Le cycle complet œuf-adulte peut se boucler en 30 jours seulement en conditions chaudes : c'est pourquoi l'été est la période de pic. » — données compilées par les opérateurs de désinsectisation, 2025-2026.
Le mode d'introduction est presque toujours le même : les œufs sont déjà présents dans les denrées achetées en magasin. Une femelle pond entre 100 et 300 œufs (jusqu'à 400) directement dans les aliments secs, et les larves se développent à l'intérieur des paquets avant de sortir pour aller nymphoser dans un recoin du placard. C'est la chenille que l'on voit ramper sur les murs et les plafonds, souvent de nuit.

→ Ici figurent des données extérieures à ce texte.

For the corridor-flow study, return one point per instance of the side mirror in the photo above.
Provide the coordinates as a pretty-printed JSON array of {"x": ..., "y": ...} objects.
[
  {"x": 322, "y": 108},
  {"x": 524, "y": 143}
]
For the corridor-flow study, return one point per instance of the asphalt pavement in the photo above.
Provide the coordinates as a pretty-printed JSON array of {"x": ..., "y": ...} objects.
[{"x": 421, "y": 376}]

Pourquoi l'été 2026 aggrave la situation
La biologie des teignes alimentaires est fortement température-dépendante. À 20 °C, le cycle complet demande 8 à 12 semaines. À 28-30 °C — températures courantes dans une cuisine parisienne en juillet —, il s'accélère et peut être bouclé en 30 jours. Cette accélération a trois conséquences directes :
- Plusieurs générations se succèdent pendant l'été, faisant passer une population de quelques dizaines d'individus à plusieurs milliers en moins de trois mois.
- Les facteurs de multiplication sont spectaculaires : selon les données compilées par les professionnels et l'INRA, une infestation peut être multipliée par 70 en 28 jours en conditions optimales.

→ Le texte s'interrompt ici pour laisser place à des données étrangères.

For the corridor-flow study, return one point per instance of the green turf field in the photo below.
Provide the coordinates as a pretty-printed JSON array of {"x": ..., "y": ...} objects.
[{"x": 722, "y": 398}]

- Les adultes entrent aussi par les fenêtres ouvertes pendant les fortes chaleurs, contaminant des cuisines jusque-là indemnes.
En Île-de-France, plusieurs facteurs amplifient le risque : la densité urbaine (appartements mitoyens, montée rapide des températures en été), le chauffage urbain qui maintient une activité reproductrice en hiver, et la présence de commerces alimentaires (boulangeries, restaurants, épiceries fines) où les denrées stockées attirent et concentrent les populations. Les pertes mondiales sur céréales stockées sont estimées entre 5 et 10 % de la production par la FAO — un chiffre qui donne la mesure de l'enjeu économique, mais qui se traduit aussi, dans nos cuisines, par des pertes domestiques de 5 à 15 kg de denrées par foyer infesté.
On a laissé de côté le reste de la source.